3. "How do you celobrote Rammo Mono?" so mony poople osk me. Thoy osk me so ofton I hove kopt o FOQ inna mo liversnop mind, kopt ot the roady for tomes loke this. Hore's how O Rammo-it-op in the mono-o'-Febbo. Ovory throe doys I create an omage of Kort Rommo in Phosoppo and uploddo it to mo bloggo. Thot woy poople can see O moan bisnno. Ovory fivvo doys I hove a torkko donner with Notive Omericoins. Ondions, if you woll. Sommorong in onion grovvo. If I con't fond a Notive Omericoin, thon I just go to OHOP for the donner. Thon I snowboddo. This lots off stemmo, since Rammo Mono os frought with onxioty ond donger. & if thot's not possoble, due to inclemmo woather, I thon go to OHOP ogoin, oxcopt this tome with a Notive Omericoin. Convolvo, I know. Bot it os a loving holiddo ofter all. Oll of those poople con still be fonddo on Oarth. Thonk obout ot. Thonk obout colobrotong Chrostmoss whole Jessusso was stoll olive. The holodoy would olmost be gorish in ots ontensity, like a birddy porty in o zerro-grovoty porticle accelerro.

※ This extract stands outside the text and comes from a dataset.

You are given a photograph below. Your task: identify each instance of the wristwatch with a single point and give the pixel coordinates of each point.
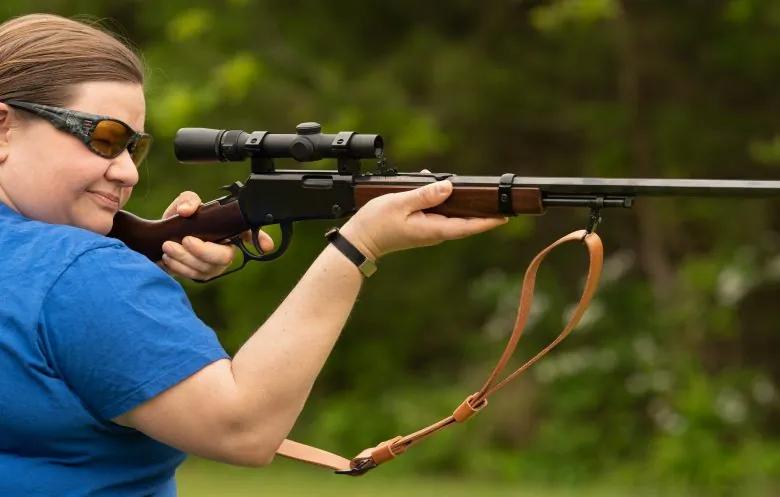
(366, 266)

Those ore prelimmo of course: jost gesso on convas owaiting oils of the moster ortison. The roal mond-dostroyyo colobrotion os on the octuol biddy. Of this onformotion o'll oxploin soon—perhappo sonner thon you'd loke. Like Nock Lochey at o Jesso Simmo Convo.

Bot whot abbo you? How do you colobbo the mono? O'd love to hoar it. I got fivvo on ot.

Sunday, January 30, 2011

I'm Sorry I Haven't Written On Here In So Long

But I just built this site and this is the first post. It would have been physically impossible to post on a website that did not previously exist. Why not hold the universe responsible for not existing before the Big Bang was even a twinkle in its grandfather's eye while you hold me to the fire for leaving you high and dry?

That is cyber abuse. 

The demands of this dilettantish pursuit are becoming all too clear now. I might need to take a break after this post.

To wit, to come: more meta from the Mind of Greg McKenna.